Natürlich scheint uns alles andere falsch und absurd, wenn wir so steif auf einer Meinung verharren und uns nur mit Menschen umgeben und Medien schauen und lesen, die unser Weltbild und unsere Werte teilen. Wir sollten wirklich alle offen für Veränderungen sein, uns andere Meinungen anhören und wahrnehmen und dann selbst entscheiden, was für uns persönlich das Richtige ist. Diese Erfahrung, hier in den USA Menschen kennenzulernen, die in einer so anderen, mir fremden Welt leben als ich, ist manchmal anstrengend, aber definitiv bereichernd.
»Der Großteil unserer Spezies scheint nicht zu realisieren, wie viel Wahnsinn dieser Welt schadet«
Der Großteil unserer Spezies scheint nicht wirklich zu realisieren, wie viel Wahnsinn dieser Welt schadet, solange ihr kleines, schönes Haus noch steht und sie friedlich im Garten mit Freunden Kaffee trinken können.
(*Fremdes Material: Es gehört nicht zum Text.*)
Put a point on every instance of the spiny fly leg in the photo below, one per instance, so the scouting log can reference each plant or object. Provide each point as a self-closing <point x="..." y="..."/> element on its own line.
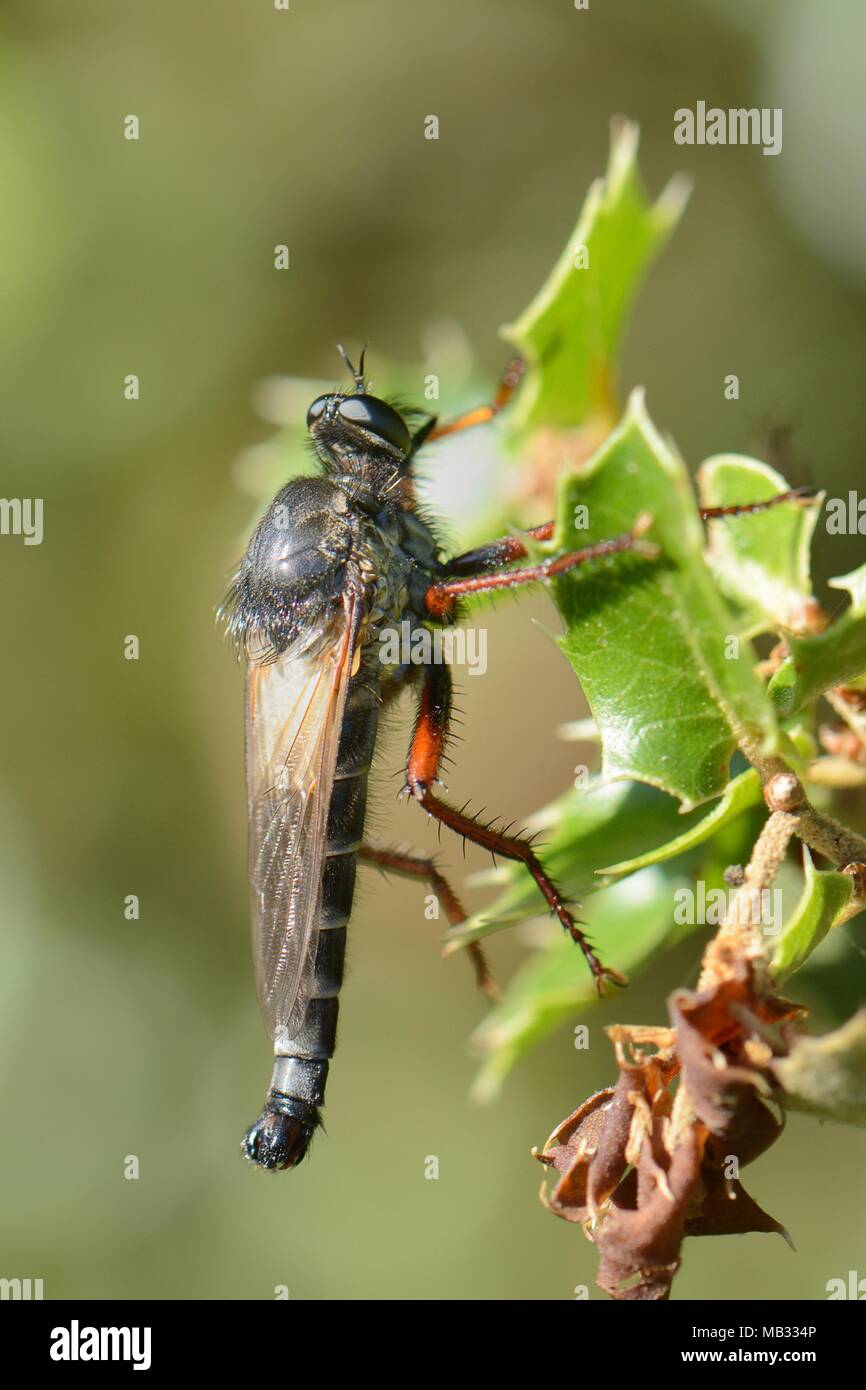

Und das ist ein Stück weit bestimmt gut so, da es sicher sehr anstrengend und deprimierend wäre, ständig all das Leid der Welt auf seinen Schultern zu tragen. Trotzdem glaube ich, sollten wir uns bewusst sein, was los ist. Und natürlich muss nicht jeder Greenpeaceaktivist werden oder Menschen auf Youtube oder auf der Straße über Feminismus, Veganismus, Nachhaltigkeit oder Minimalismus aufklären, aber informiert zu sein und bewusst und nicht mit der Hauptmotivation eines gemütlichen Lebens für sich selbst wählen zu gehen, wäre bestimmt ein Anfang.
Ich hoffe, dass die Amerikaner und irgendwie auch die ganze Welt aus der auf sie zukommenden Erfahrung mit Donald Trump als Präsidenten lernen und einen friedlichen, bewussten, großherzigen und freien Lebensweg wählen. Wir sollten uns nicht von dieser Welt, die mit mehr als zwei Geschlechtern, Homosexualität, Veganismus und täglich neuen Technologien komplizierter geworden ist, abschrecken lassen. Ich hoffe, dass die nächsten vier Jahre hauptsächlich als Lehre gelten und nicht allzu viel Schlimmes passieren muss, um Menschen ihre Augen zu öffnen.